If Peter doesn’t do his chores because he doesn’t want to, if Kristy fails to take her music lesson because she doesn’t want to, and if mother fails to make them see and do their duty, she is contributing to the rearing of ill-disciplined children and thus to the rearing of an ill-disciplined generation. If the adolescent son or daughter “tells mother off”, and the father too, instead of the parents setting the standards for the home as ordained of God, the divine order of things has been turned upside down. This affects both the character of the home and, what is more, the honor of God. Youth cannot defy God’s laws for the home with impunity, and parents cannot passively submit to such defiance with impunity. It is a way of destroying the covenantal family, it is a way of destroying the very feeling of security youth desires but refuses to pay the price for getting.

“Everybody is doing it”, “I can listen to that ‘hellish’ rock music even if it annoys everybody else in the house”, etc., etc. God’s Word will safely lead you as a mother if you confide in its wisdom and thus you will be equipped safely and courageously to discipline your children.

Obedience

We have seen that all authority is of God. We have seen that the authority of a mother, as a parent, is delegated to her by God. We have seen that discipline, which is essential to the building of Christian character, flows forth from a proper conception of authority. We must now see that the fruit of all this is obedience. We expect the Lord Who gave authority to parents, the Lord Who said, “spare the rod and spoil the child” to say, “Children, obey your parents in the Lord: for this is right”. This is exactly what He said in Ephesians 6:1

Since the Son “learned obedience by the things which He suffered”, it is little wonder that your sons have to be taught obedience. It is your privilege to teach this to your children. That is implied in the admonition God gives fathers to “bring up their children in the nurture and admonition of the Lord”. Bringing them up in this way involves effort, prayerful, persevering, consistent, covenantal effort.

Children have to obey “for this is right”. Says Calvin: “He proves it to be right, because God has commanded it; for we are not at liberty to dispute, or call in question, the appointment of Him Whose will is the unerring rule if goodness and righteousness” (Commentary Eph. 6:1). It follows from this, that not to teach obedience is to lead your child away from the path of goodness and righteousness. Would that he loving your child as you ought, and loving God as you ought? Would it even be loving yourself as you ought? What untold misery a mother heaps on herself for not teaching her children from infancy to obey.

Dr. Mark Fakkcma once wrote: “Whatever we parents teach our children, let us teach them obedience. Without our children being obedient all our moral teaching has no more meaning than sounding brass or the clanging of a cymbal. Let us teach our children obedience in season and out of season. Let us teach our children obedience by precept. Let us teach them obedience by example -especially by the example of our being obedient to God’s command . . . ” Have we ourselves learned obedience? You know Jesus learned “by the things which He suffered” (Heb. 5:8). Unless we learned obedience, we cannot rightly, nor expect effectively to teach children obedience. Let us not have much ado about trivia and little ado about matters of far-reaching significance.

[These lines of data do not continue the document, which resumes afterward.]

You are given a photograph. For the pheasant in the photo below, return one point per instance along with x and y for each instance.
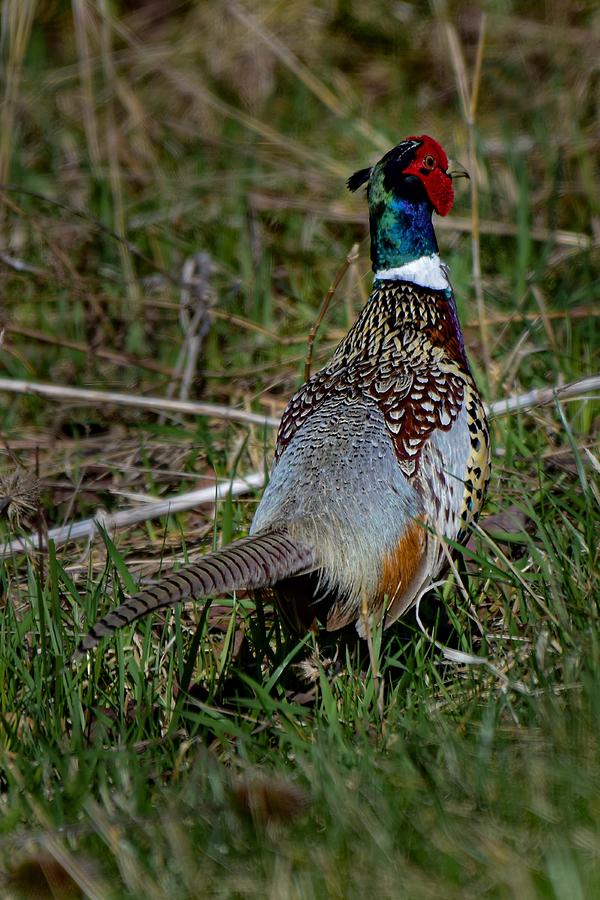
(381, 457)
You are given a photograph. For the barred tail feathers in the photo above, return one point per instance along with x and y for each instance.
(257, 561)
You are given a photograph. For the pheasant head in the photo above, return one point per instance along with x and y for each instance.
(404, 188)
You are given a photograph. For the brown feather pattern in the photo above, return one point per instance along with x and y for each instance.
(252, 562)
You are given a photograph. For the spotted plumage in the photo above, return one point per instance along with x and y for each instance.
(382, 457)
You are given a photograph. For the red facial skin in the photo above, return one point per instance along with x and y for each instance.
(430, 165)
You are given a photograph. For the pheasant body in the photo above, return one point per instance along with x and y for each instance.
(383, 455)
(379, 454)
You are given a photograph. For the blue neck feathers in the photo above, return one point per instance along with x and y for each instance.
(401, 231)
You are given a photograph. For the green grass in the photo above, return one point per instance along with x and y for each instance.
(194, 755)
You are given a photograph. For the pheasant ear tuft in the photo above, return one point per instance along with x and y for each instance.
(360, 177)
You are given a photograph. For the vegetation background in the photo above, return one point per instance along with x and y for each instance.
(173, 212)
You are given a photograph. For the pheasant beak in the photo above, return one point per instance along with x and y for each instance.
(456, 170)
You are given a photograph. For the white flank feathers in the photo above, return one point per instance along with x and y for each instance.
(426, 271)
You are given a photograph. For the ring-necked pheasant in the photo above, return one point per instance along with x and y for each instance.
(382, 455)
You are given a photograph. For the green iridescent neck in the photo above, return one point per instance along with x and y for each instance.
(401, 226)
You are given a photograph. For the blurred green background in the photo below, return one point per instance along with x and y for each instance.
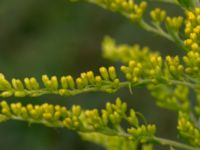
(56, 37)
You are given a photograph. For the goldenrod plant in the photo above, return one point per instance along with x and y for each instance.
(170, 79)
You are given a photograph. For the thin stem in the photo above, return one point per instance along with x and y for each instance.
(166, 1)
(149, 28)
(167, 142)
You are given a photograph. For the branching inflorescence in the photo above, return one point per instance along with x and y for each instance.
(170, 79)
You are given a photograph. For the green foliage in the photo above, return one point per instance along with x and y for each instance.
(172, 80)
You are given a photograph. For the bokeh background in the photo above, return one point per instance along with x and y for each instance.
(56, 37)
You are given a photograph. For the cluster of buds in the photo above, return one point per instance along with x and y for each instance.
(107, 120)
(192, 62)
(107, 81)
(174, 23)
(133, 71)
(124, 53)
(127, 8)
(192, 29)
(47, 114)
(174, 66)
(188, 131)
(158, 15)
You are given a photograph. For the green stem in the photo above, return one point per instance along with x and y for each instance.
(149, 28)
(167, 142)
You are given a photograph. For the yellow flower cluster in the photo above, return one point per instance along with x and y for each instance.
(174, 23)
(158, 15)
(107, 81)
(192, 29)
(47, 114)
(107, 121)
(188, 131)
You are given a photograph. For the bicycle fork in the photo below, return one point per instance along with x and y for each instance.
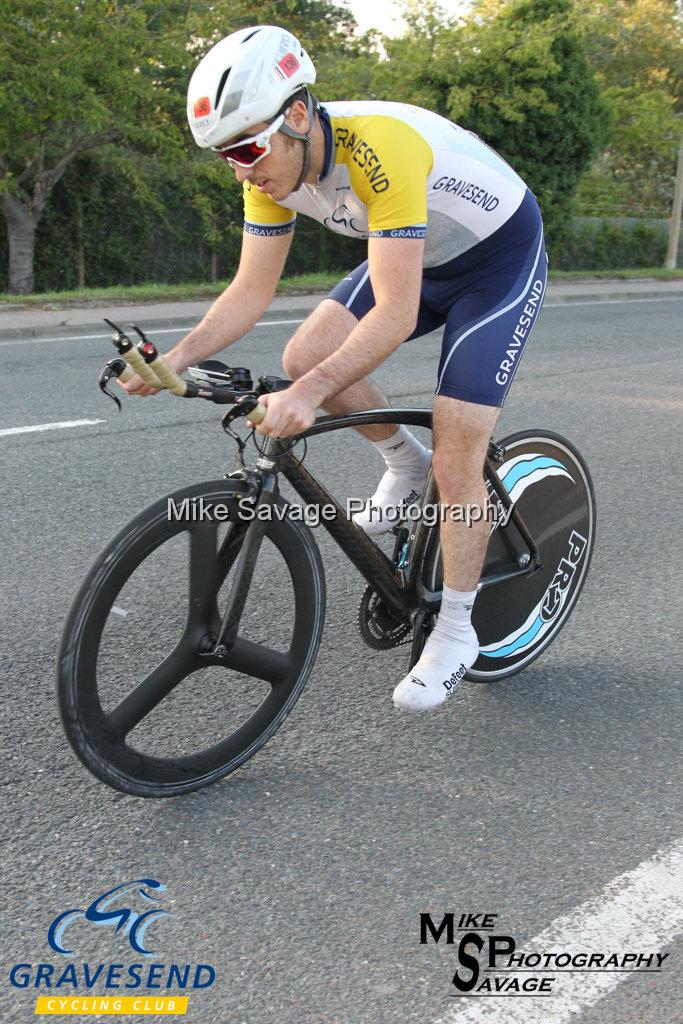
(244, 570)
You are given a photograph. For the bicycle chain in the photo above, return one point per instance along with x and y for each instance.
(377, 627)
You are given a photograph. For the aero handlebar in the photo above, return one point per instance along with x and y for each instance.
(225, 387)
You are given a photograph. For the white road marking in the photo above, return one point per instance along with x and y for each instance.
(179, 330)
(165, 330)
(49, 426)
(639, 911)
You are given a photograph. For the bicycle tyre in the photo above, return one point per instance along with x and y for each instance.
(95, 735)
(517, 621)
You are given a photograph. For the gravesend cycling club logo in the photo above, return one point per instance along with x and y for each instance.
(130, 913)
(103, 910)
(488, 965)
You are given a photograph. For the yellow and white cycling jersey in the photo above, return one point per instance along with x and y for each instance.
(398, 171)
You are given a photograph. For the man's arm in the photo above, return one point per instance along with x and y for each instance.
(395, 273)
(237, 310)
(244, 301)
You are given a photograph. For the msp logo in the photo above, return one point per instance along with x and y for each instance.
(125, 920)
(129, 909)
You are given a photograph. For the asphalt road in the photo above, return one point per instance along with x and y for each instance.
(302, 877)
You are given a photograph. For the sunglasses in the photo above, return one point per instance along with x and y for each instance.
(248, 152)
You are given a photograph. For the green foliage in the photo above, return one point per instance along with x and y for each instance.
(95, 148)
(516, 75)
(608, 245)
(636, 47)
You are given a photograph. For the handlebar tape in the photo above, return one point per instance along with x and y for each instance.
(167, 375)
(134, 359)
(257, 414)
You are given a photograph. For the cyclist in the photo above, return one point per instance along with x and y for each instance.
(455, 239)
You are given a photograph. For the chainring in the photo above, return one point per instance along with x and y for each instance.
(377, 626)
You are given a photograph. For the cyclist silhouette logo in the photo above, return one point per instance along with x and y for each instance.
(111, 908)
(342, 220)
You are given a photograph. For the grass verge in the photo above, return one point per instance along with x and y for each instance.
(301, 285)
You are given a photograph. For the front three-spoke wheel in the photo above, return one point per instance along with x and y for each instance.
(145, 705)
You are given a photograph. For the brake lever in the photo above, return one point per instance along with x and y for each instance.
(118, 369)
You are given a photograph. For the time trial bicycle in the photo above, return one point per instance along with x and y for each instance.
(223, 580)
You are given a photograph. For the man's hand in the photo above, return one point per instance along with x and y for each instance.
(289, 412)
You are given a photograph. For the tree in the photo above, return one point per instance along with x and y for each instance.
(516, 74)
(82, 75)
(78, 76)
(636, 48)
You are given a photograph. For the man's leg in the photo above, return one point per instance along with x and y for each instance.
(462, 432)
(407, 460)
(322, 334)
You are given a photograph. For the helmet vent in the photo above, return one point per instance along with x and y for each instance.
(223, 79)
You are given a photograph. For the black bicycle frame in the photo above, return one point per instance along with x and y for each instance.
(395, 588)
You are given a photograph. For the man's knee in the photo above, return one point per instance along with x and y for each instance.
(322, 333)
(295, 359)
(458, 477)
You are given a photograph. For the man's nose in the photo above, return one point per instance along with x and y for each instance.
(242, 173)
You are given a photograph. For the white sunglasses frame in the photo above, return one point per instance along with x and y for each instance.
(262, 139)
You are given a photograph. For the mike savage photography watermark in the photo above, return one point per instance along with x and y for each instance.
(246, 509)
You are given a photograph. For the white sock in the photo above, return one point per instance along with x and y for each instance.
(408, 463)
(403, 453)
(451, 649)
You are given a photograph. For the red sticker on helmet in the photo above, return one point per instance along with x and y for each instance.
(289, 64)
(202, 107)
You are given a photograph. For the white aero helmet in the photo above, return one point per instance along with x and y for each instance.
(243, 80)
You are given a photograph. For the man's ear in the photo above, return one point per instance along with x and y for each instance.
(298, 117)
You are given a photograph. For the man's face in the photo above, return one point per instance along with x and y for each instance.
(278, 173)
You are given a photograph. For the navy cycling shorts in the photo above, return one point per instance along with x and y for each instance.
(487, 299)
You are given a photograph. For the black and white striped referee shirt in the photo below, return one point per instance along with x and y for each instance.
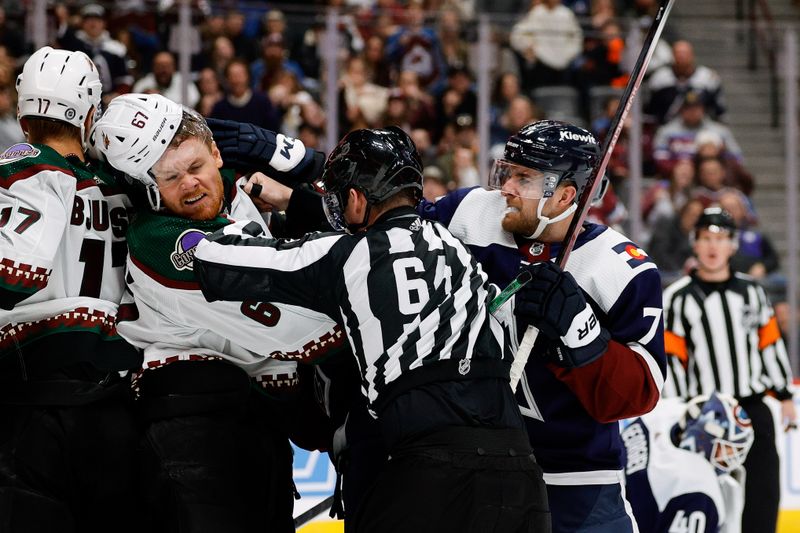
(723, 337)
(411, 298)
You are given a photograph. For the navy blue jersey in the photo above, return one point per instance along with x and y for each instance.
(572, 414)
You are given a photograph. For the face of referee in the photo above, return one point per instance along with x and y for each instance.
(713, 250)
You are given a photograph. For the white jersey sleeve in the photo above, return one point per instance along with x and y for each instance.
(166, 314)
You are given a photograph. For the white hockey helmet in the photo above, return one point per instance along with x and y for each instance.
(59, 85)
(133, 134)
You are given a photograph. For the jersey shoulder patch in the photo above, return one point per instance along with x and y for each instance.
(163, 246)
(605, 265)
(24, 160)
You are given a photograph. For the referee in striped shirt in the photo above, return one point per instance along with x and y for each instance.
(434, 363)
(722, 335)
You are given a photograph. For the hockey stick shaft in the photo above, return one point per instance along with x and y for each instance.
(615, 129)
(311, 513)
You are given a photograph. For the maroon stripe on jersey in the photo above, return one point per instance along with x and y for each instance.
(316, 349)
(85, 184)
(79, 319)
(617, 385)
(27, 277)
(27, 172)
(163, 280)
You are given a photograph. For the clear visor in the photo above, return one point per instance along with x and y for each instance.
(519, 180)
(334, 211)
(728, 456)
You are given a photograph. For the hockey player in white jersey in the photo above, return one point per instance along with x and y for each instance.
(571, 404)
(67, 436)
(683, 467)
(200, 358)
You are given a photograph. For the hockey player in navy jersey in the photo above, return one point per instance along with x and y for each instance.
(220, 375)
(571, 394)
(433, 362)
(683, 470)
(67, 436)
(575, 386)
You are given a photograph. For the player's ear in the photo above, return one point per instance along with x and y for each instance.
(216, 155)
(565, 195)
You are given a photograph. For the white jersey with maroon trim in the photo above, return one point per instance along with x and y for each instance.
(62, 256)
(171, 320)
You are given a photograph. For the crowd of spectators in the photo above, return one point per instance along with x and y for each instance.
(412, 63)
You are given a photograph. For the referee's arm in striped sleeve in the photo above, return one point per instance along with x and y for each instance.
(773, 350)
(675, 347)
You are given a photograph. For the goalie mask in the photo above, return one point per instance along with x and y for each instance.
(59, 85)
(379, 163)
(718, 428)
(543, 155)
(134, 133)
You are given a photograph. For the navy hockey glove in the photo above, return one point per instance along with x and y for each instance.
(553, 302)
(249, 148)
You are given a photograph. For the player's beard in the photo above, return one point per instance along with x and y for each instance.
(207, 208)
(520, 219)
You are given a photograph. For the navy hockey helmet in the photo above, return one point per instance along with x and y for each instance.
(558, 152)
(718, 428)
(716, 220)
(378, 162)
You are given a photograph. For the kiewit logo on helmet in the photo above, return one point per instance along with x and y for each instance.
(575, 136)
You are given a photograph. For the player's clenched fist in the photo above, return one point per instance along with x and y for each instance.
(553, 303)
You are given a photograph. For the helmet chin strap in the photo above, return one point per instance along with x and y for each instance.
(545, 221)
(355, 228)
(154, 197)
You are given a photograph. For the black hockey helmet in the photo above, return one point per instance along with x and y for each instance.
(562, 151)
(378, 162)
(715, 219)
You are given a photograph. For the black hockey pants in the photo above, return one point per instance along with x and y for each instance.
(212, 459)
(459, 480)
(762, 491)
(67, 455)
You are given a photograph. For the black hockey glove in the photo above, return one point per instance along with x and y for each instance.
(249, 148)
(553, 302)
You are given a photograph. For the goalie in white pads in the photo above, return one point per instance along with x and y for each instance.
(683, 467)
(203, 361)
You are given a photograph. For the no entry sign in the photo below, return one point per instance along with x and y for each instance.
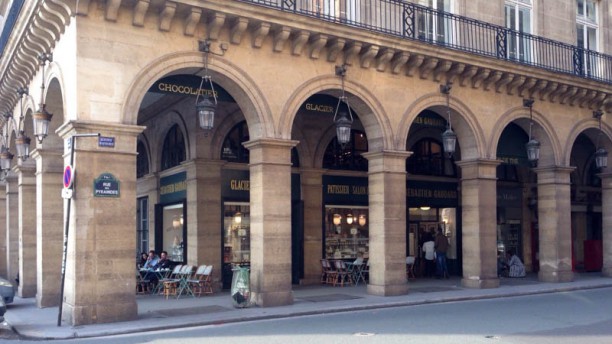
(68, 176)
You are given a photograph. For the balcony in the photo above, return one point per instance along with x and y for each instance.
(414, 22)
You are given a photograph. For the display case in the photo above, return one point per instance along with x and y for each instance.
(236, 238)
(346, 232)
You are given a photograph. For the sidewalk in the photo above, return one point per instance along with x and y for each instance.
(156, 313)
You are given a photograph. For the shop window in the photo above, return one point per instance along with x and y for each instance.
(349, 157)
(346, 232)
(173, 150)
(142, 160)
(142, 226)
(173, 235)
(236, 238)
(429, 159)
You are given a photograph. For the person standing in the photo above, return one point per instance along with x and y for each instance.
(441, 245)
(428, 249)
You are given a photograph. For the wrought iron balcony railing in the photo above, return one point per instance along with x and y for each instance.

Haven’t Christian women paid far too little attention, haven’t they had much too little ado about their duty to exercise God-given authority, to maintain God-directed discipline, to teach God-ordered obedience? In this too we have a stewardship we may not choose to neglect. It is a must! Christian women, let us be up, doing these basic things God wants us to do for His glory and our good. We can expect such diligence to result in God pouring out showers of blessings on our homes, blessings which will reach out to ever widening areas of life.